– С добрым утром любимый.
– Приветик, – ласково отвечает он и продолжает поглаживать моё обнажённое бедро, прижимаясь ко мне всем телом.
– Выпустишь меня? – смотрю ему прямо в глаза.
– Посмотрим на твоё поведение, – хитро отвечает он. А я действительно сейчас в его руках, шевельнуться не могу без его разрешения. Приходится терпеливо ждать, когда он меня отпустит. Ненавижу ждать.
Но Толя меня не держит, и первый покидает палатку. Теперь здесь достаточно места и я могу развалиться как мне удобно.
– Какие на сегодня планы? – голос Татьяны.
– На парашюте полетаем, – отвечает Толик. – И, возможно, на водных лыжах.
«А я как раз хотела на водных лыжах стоять попробовать». Вылезаю из палатки и жмурюсь от яркого солнышка.
– С добрым утром, – улыбаюсь я.
– Приветик Юлечка, как спалось?
– Нормально, – не знаю что ответить.
– Юлька непривыкшая в палатке спать, ей подушки не хватало, она всю ночь вертелась и зубами скрипела. Под утро свернулась калачиком и уснула, – улыбается Толик.
Я, конечно, таких подробностей не знаю, я же не вижу себя со стороны, когда сплю. Хотя догадываюсь, что верчусь по ночам и зубами скриплю.
– Ничего, – говорит Татьяна. – Вернётесь домой, выспитесь на громадной кровати с широченным матрасом.

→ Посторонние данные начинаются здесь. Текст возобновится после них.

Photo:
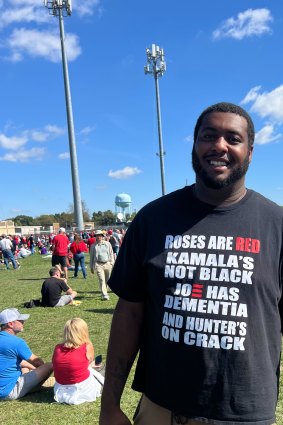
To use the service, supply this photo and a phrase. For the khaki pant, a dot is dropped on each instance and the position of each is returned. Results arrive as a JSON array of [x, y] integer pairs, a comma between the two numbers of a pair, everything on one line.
[[103, 271], [150, 413]]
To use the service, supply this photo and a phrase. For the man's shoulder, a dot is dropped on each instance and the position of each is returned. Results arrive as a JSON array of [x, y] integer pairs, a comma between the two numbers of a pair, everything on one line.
[[263, 202], [51, 281], [13, 340]]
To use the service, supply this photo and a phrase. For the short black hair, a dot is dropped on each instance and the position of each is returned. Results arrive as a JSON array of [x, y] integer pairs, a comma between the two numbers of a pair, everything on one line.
[[233, 109]]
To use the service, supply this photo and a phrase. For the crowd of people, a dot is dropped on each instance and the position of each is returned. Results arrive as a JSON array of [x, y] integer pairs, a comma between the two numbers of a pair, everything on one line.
[[200, 302]]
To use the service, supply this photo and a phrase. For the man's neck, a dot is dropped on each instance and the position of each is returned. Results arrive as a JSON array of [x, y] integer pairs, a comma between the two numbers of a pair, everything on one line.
[[220, 197]]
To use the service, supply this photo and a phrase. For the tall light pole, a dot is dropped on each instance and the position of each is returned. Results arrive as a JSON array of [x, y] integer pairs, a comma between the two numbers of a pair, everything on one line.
[[63, 8], [156, 66]]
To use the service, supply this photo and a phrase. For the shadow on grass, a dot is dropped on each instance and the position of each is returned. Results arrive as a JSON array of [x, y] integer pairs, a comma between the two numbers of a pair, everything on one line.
[[45, 395], [101, 310], [38, 278]]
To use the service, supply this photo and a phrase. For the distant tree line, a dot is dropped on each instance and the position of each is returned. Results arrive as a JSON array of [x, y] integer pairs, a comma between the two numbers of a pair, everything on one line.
[[67, 219]]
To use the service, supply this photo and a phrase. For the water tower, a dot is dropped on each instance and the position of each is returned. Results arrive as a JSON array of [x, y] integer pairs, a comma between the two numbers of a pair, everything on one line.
[[123, 204]]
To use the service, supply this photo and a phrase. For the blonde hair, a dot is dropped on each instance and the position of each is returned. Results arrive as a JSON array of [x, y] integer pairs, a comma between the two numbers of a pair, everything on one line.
[[75, 333]]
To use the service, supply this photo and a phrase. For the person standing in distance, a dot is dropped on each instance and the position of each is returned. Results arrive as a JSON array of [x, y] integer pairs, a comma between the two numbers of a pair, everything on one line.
[[21, 371], [60, 244], [204, 294], [101, 260]]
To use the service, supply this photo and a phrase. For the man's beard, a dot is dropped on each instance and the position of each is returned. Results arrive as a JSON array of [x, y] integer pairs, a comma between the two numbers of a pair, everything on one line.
[[212, 182]]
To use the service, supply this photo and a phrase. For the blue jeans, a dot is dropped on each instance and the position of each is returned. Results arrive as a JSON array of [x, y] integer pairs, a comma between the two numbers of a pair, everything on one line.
[[8, 255], [79, 260]]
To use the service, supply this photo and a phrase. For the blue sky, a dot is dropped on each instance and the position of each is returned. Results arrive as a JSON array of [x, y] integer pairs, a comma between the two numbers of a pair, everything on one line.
[[215, 51]]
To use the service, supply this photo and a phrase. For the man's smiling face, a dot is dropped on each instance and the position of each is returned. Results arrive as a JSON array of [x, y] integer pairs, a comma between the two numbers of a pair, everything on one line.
[[221, 154]]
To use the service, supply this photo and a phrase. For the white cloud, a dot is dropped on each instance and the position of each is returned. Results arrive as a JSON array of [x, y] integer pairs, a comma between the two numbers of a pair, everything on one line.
[[24, 155], [266, 135], [125, 173], [252, 22], [12, 143], [266, 104], [86, 130], [86, 7], [26, 13], [45, 44], [49, 132], [251, 95], [64, 155], [16, 11]]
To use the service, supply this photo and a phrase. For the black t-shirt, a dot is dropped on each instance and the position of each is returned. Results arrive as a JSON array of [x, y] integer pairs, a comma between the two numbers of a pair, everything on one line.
[[51, 291], [211, 282]]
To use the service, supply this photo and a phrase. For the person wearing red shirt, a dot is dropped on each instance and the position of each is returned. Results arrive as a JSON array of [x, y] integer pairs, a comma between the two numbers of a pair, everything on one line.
[[91, 240], [78, 248], [76, 382], [60, 245]]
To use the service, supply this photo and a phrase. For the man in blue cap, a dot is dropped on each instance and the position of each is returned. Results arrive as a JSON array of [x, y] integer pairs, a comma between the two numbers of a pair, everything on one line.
[[21, 371]]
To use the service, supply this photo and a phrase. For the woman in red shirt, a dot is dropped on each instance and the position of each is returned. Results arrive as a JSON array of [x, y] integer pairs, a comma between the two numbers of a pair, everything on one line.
[[78, 248], [76, 382]]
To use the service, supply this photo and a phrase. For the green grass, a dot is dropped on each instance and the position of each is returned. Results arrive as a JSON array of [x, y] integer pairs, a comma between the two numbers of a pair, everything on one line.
[[43, 330]]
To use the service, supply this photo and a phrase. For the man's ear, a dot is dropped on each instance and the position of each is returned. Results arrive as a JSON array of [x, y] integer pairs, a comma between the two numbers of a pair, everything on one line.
[[251, 153]]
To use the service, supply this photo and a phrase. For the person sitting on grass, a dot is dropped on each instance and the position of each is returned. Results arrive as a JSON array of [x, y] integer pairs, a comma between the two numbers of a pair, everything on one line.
[[21, 371], [52, 288], [76, 381]]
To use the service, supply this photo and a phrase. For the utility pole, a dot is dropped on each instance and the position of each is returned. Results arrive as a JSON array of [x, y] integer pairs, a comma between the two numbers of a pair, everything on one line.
[[156, 66], [63, 8]]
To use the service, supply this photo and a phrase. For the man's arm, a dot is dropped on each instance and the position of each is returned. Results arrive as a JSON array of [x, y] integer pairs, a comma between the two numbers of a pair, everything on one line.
[[34, 361], [124, 344]]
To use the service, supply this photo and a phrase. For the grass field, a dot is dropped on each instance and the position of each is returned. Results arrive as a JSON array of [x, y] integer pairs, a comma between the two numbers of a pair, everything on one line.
[[43, 331]]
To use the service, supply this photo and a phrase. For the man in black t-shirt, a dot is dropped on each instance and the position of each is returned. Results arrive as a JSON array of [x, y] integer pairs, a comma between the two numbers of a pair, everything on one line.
[[52, 289], [203, 295]]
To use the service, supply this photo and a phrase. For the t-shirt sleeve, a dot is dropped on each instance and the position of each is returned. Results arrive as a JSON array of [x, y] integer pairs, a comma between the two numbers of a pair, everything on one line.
[[128, 277], [23, 350]]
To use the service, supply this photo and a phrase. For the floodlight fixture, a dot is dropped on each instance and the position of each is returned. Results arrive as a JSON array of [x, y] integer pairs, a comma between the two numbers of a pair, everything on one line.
[[55, 5], [156, 66], [63, 8]]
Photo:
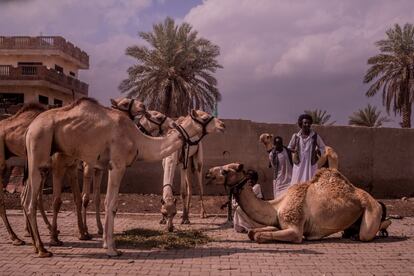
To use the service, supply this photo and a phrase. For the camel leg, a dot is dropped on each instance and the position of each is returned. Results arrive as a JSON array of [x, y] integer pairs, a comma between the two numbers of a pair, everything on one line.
[[371, 221], [198, 164], [252, 232], [37, 177], [12, 235], [86, 189], [291, 234], [186, 192], [77, 198], [111, 201], [97, 198], [42, 210]]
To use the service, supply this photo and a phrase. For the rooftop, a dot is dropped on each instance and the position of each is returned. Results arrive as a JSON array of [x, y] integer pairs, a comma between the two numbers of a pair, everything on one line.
[[37, 45]]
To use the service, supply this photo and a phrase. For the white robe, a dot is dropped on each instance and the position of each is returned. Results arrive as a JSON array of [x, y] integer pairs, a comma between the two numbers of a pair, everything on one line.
[[304, 171], [284, 173], [241, 222]]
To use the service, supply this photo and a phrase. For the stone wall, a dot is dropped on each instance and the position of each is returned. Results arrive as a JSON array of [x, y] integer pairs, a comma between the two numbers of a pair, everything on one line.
[[380, 160]]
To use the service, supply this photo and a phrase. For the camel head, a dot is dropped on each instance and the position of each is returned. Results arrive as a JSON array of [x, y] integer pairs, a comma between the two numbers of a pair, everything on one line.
[[130, 106], [200, 122], [154, 123], [227, 175], [169, 210], [267, 140]]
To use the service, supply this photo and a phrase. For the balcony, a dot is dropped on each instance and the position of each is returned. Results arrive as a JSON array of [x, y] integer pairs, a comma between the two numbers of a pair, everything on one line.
[[44, 43], [42, 73]]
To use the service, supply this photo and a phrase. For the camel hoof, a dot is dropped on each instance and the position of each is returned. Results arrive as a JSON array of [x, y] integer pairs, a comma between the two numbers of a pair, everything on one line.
[[55, 242], [185, 221], [114, 253], [44, 254], [383, 233], [250, 234], [18, 242], [85, 237], [259, 238]]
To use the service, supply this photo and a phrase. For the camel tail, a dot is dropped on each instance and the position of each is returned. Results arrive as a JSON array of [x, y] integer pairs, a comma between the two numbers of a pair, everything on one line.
[[384, 211]]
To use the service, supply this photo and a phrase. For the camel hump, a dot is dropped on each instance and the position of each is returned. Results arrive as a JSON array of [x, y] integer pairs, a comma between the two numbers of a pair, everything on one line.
[[29, 107], [80, 101], [329, 174]]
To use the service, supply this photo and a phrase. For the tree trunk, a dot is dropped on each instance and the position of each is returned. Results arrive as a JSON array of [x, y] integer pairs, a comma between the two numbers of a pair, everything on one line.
[[167, 101], [406, 114]]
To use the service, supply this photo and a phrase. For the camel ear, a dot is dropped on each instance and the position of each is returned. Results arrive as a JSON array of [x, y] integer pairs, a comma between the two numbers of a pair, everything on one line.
[[114, 103]]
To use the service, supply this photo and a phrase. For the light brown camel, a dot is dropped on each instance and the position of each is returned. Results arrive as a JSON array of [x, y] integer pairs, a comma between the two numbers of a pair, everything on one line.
[[12, 143], [152, 123], [328, 159], [190, 158], [325, 205], [64, 164], [12, 131], [88, 131]]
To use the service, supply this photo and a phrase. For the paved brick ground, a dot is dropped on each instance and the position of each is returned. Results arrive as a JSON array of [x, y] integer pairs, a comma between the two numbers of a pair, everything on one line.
[[230, 254]]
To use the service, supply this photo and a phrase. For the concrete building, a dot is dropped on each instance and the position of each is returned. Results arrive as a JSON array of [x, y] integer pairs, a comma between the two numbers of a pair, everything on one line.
[[41, 69]]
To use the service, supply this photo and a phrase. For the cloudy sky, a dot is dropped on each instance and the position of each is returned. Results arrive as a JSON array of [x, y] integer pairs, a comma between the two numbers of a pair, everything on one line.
[[280, 57]]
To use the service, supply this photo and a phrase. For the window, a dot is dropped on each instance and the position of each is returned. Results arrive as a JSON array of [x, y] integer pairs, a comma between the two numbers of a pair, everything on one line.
[[43, 100], [11, 98], [29, 64], [10, 101], [57, 103], [29, 68], [58, 69]]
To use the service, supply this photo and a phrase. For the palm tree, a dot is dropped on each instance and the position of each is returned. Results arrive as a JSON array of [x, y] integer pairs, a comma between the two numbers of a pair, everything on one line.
[[369, 117], [320, 117], [393, 68], [173, 73]]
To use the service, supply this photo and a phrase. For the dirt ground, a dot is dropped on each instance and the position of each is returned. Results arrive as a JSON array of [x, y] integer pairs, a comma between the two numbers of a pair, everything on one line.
[[150, 203]]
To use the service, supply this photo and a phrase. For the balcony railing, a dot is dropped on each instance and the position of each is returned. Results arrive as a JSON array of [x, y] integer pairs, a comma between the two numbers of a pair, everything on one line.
[[25, 73], [44, 42]]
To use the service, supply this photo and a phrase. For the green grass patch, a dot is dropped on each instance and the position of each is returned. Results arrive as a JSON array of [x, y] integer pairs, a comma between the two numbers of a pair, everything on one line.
[[148, 238]]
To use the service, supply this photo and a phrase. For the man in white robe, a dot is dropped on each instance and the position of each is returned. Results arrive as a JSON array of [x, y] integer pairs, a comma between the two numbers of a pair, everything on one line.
[[281, 162], [305, 146]]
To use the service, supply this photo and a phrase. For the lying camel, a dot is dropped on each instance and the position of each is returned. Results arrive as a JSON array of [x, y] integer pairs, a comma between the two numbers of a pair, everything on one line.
[[73, 131], [327, 160], [325, 205]]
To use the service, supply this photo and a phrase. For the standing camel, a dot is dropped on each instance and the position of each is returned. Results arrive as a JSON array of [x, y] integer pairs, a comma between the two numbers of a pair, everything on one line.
[[73, 130], [190, 157], [151, 123], [64, 164], [325, 205], [12, 131]]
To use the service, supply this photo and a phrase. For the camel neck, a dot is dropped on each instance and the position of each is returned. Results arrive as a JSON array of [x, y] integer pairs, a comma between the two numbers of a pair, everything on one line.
[[259, 210], [156, 148]]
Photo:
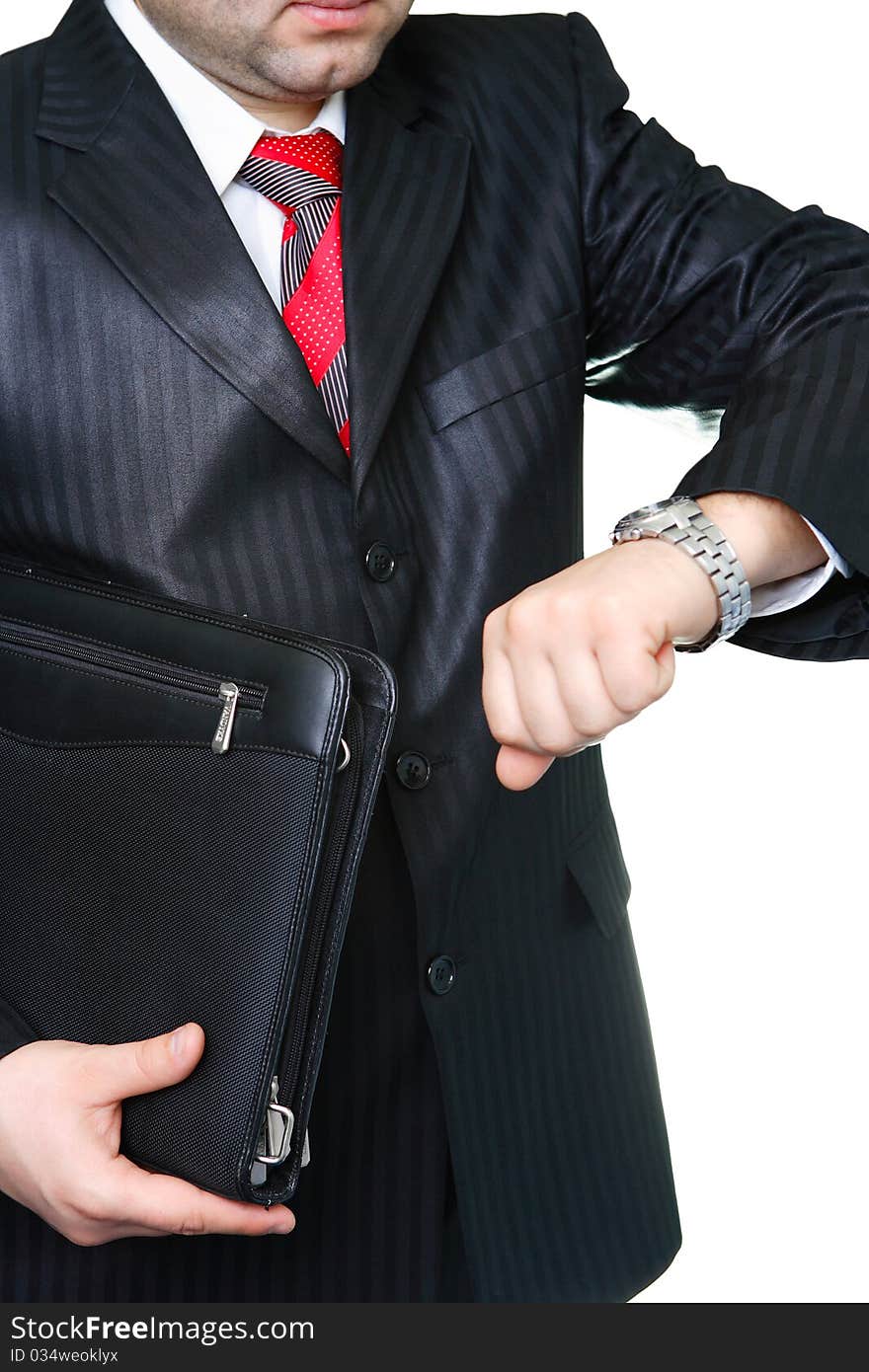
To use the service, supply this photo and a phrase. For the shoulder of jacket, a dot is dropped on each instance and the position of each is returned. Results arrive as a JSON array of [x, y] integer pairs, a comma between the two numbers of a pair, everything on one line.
[[482, 51], [28, 59]]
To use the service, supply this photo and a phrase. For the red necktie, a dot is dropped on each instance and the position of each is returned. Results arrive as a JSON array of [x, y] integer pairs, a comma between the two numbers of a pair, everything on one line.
[[301, 173]]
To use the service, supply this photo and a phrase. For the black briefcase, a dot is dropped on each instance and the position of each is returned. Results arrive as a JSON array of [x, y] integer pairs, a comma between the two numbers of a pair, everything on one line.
[[184, 799]]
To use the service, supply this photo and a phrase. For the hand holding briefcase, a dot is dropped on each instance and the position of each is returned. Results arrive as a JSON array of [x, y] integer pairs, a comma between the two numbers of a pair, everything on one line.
[[186, 796]]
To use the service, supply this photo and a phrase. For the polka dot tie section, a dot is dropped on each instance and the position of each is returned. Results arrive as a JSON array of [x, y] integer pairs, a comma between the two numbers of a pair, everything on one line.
[[302, 175]]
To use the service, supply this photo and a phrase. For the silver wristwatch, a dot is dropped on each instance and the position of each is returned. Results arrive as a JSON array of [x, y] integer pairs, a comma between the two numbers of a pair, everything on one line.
[[681, 521]]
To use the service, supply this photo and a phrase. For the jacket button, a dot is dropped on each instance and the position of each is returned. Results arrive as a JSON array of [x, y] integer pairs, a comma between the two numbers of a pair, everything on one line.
[[440, 974], [412, 770], [379, 563]]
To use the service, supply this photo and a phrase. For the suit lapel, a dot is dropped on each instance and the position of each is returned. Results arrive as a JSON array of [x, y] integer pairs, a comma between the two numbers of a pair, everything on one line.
[[403, 197], [141, 193]]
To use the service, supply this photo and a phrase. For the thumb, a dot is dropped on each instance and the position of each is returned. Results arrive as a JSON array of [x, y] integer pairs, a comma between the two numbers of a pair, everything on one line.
[[517, 770], [130, 1069]]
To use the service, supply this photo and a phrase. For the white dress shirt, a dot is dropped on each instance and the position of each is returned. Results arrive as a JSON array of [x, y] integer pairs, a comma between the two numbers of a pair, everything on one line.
[[222, 133]]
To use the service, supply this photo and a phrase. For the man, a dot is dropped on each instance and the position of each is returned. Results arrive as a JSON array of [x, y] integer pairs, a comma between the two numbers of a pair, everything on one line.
[[338, 384]]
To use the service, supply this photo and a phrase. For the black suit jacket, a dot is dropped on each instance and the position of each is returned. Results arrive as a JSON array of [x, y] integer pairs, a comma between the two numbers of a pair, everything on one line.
[[513, 236]]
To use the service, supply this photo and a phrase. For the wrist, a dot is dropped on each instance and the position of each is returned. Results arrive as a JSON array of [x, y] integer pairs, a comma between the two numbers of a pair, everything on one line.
[[686, 601]]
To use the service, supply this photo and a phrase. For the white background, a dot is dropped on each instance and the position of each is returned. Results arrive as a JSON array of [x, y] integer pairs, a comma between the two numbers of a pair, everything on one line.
[[749, 899]]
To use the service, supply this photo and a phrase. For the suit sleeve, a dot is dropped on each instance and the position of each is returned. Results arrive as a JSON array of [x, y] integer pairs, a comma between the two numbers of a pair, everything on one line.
[[707, 295], [14, 1030]]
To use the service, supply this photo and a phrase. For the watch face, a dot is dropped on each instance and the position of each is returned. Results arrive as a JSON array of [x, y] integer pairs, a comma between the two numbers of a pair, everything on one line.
[[655, 507]]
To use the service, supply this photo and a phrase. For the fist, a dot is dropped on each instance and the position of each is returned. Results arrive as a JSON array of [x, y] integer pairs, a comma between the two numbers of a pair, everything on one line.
[[574, 656]]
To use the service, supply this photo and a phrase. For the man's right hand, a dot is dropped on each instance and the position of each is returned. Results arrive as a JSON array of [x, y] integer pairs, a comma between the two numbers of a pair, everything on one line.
[[60, 1138]]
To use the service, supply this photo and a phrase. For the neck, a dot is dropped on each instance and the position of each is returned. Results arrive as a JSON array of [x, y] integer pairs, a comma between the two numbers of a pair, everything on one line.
[[283, 113]]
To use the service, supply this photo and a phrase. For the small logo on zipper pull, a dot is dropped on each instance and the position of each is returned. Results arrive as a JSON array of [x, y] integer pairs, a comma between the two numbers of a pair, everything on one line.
[[229, 695]]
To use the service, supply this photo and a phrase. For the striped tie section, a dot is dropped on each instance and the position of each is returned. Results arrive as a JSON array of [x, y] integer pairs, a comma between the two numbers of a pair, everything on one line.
[[302, 175]]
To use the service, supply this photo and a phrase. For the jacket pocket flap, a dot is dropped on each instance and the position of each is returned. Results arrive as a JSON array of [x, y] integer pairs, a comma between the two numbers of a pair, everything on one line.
[[596, 864], [510, 366]]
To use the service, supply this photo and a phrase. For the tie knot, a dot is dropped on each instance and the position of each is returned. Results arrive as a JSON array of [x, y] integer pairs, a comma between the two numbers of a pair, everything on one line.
[[319, 155]]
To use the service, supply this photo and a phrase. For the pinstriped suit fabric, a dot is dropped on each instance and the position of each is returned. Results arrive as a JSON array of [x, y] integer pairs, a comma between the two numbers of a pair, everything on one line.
[[175, 440]]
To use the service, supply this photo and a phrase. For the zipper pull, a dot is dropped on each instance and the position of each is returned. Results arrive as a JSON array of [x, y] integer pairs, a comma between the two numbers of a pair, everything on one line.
[[229, 696]]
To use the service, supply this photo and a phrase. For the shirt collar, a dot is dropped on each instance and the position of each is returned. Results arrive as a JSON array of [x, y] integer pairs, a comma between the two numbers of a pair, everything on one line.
[[221, 130]]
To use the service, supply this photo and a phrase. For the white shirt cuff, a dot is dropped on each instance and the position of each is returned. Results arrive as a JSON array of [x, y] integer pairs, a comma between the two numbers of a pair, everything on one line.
[[792, 590]]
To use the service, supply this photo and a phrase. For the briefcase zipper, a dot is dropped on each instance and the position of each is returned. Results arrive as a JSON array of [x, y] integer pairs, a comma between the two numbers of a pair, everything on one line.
[[337, 834], [228, 695]]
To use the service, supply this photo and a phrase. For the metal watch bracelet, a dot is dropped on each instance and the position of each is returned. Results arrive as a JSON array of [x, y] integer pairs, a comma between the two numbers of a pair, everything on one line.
[[682, 523]]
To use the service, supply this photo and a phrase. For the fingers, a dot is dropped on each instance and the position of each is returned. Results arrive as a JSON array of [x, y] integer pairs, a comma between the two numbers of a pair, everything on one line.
[[169, 1205], [560, 674], [130, 1202], [115, 1072]]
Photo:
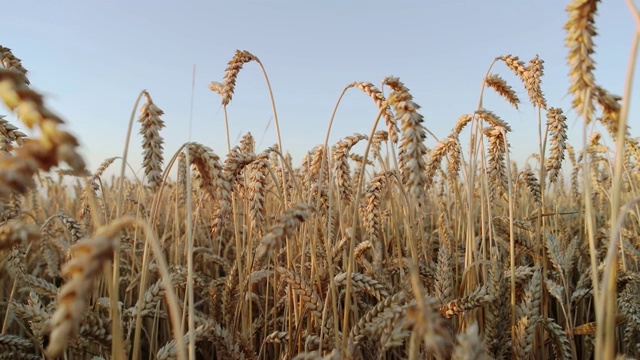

– Ага, – радостно киваю я. Как же я по кроватке соскучилась и по прохладе. Снова хочу зиму или осень, опять хочу мёрзнуть и кутаться в сто одёжек. Надели эти жара и лето, надоело всё время ходить голой.
«Ну, ты же на нудистском пляже», уточняет мой внутренний голос.
«А, ну да», соглашаюсь я. Догадываюсь, что наши предки так и ходили, пока одежду не изобрели. Хоть некоторые до сих пор так ходят. Артём и Татьяна, например. А ещё папуасы Новой Гвинеи.
Вылезаю из палатки и потягиваюсь, встаю на носочки и улыбаюсь солнышку. Толя находит где-то мои чёрные очки со стразиками и надевает мне их на глаза.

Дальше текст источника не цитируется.